Belakangan pemerintah menyasar tenaga kerja formal yang masih bekerja di tengah pan-demi
korona. Suntikan Rp 600 ribu per bulan diproyeksi menambah daya beli para penerima nantinya.
Subsidi gaji tersebut akan bergulir empat bulan dan diberikan kepada tenaga kerja aktif peserta
BPJS Ketenagakerjaan (BPJamsostek) dengan gaji dibawah Rp 5 juta, berdasarkan upah pekerja
yang dilaporkan dan tercatat di BPJamsostek.
Kepala Kantor Cabang BPJamsostek Sulbar, Iman M. Amin menjelaskan, subsidi gaji itu
merupakan salah satu nilai tambah bagi pekerja yang telah terdaftar sebagai peserta aktif, selain
perlindungan dari risiko kerja dalam bentuk Jaminan Kecelakaan Kerja (JKK), Jaminan Hari Tua
(JHT), Jaminan Pensiun (JP) dan Jaminan Kematian (JKm).
"Saat ini sementara finalisasi skema dan kriteria penerima bantuan dengan mengumpulkan data
nomor rekening peserta yang memenuhi kriteria dimaksud melalui kantor cabang di seluruh
Indonesia," jelas Iman, Senin 10 Agustus.
Setiap perusahaan diharap proaktif menyampaikan data pekerja guna mempercepat dan
memperlancar proses distribusi bantuan tersebut.
Targetya, proses perampungan data dapat selesai 12 Agustus untuk dikirimkan ke kantor pusat
BPJamsostek. Kemudian data tersebut diserahkan kepada Kementerian Tenaga Kerja untuk
proses lebih lanjut.
Merujuk Perpres 82 Tahun 2020 tentang Komite Penanganan Covid-19 dan Pemulihan Ekonomi
Nasional (PEN), empat syarat awal untuk penerima adalah, tenaga kerja peserta aktif
BPJamsostek, upah dibawah Rp 5 juta, tenaga kerja memiliki rekening bank dan tidak termasuk
tenaga kerja BUMN dan bukan pegawai pemerintahan.

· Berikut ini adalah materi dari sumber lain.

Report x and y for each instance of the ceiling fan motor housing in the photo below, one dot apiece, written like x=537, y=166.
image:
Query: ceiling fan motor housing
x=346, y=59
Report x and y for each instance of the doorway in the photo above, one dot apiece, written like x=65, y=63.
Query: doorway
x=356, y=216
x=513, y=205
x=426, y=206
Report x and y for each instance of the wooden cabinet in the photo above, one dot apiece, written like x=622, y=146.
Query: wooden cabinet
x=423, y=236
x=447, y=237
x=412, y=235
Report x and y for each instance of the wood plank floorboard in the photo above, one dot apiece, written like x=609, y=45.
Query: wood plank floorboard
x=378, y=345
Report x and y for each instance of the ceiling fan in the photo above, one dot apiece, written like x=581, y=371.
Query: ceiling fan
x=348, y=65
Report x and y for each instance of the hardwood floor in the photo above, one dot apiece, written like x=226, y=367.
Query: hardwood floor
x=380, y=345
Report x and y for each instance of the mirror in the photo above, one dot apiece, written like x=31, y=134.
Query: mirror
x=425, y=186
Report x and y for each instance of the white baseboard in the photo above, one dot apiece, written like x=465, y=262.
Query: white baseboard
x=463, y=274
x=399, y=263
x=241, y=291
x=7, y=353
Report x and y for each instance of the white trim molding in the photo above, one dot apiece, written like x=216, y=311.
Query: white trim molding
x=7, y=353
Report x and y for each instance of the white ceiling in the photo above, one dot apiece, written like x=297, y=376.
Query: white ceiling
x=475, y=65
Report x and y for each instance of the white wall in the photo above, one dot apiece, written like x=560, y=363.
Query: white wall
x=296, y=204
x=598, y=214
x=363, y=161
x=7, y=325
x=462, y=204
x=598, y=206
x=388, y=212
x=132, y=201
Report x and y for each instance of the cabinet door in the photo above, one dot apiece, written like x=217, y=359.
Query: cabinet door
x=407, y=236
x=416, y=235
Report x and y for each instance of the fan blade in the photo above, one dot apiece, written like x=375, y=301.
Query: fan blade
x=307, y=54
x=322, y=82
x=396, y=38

CALON PENERIMA DITAMBAH JUMLAHNYA
Bantuan ekonomi untuk pekerja dan atau buruh yang terdampak korona berupa subsidi upah
ditingkatkan jumlah penerima manfaatnya.
Menteri Ketenagakerjaan RI, Ida Fauziyah mengatakan, kenaikan jumlah penerima subsidi
tersebut merupakan hasil rapat bersama antar kementerian/lembaga pemerintah terkait.
"Kami bersepakat jumlah calon penerima ditingkatkan menjadi 15.725.232 orang, dari yang
semula hanya 13.870.496 orang," ujar Ida Fauziyah dalam jumpa pers di Istana Kepresidenan,
Jakarta Pusat, kemarin.
Dengan bertambahnya jumlah calon penerima manfaat subsidi upah, mantan Ketua Komisi VIII
DPR ini mengungkapkan anggaran yang akan digelontorkan pemerintah untuk merealisasi
program ini.
"Dengan demikian maka anggaran bantuan pemerintah untuk subsidi upah ini mengalami
kenaikan menjadi Rp 37,7 triliun dari semula Rp 33,1 triliun," jar Ida Fauziah menambahkan
Sebelumnya, Ketua Satgas Pemulihan dan Transformasi Ekonomi Nasional, Budi Gunadi Sadikin
dalam paparannya menjelaskan bahwa pemotongan gaji menjadi alasan utama pemerintah
memberikan tambahan gaji kepada pekerja.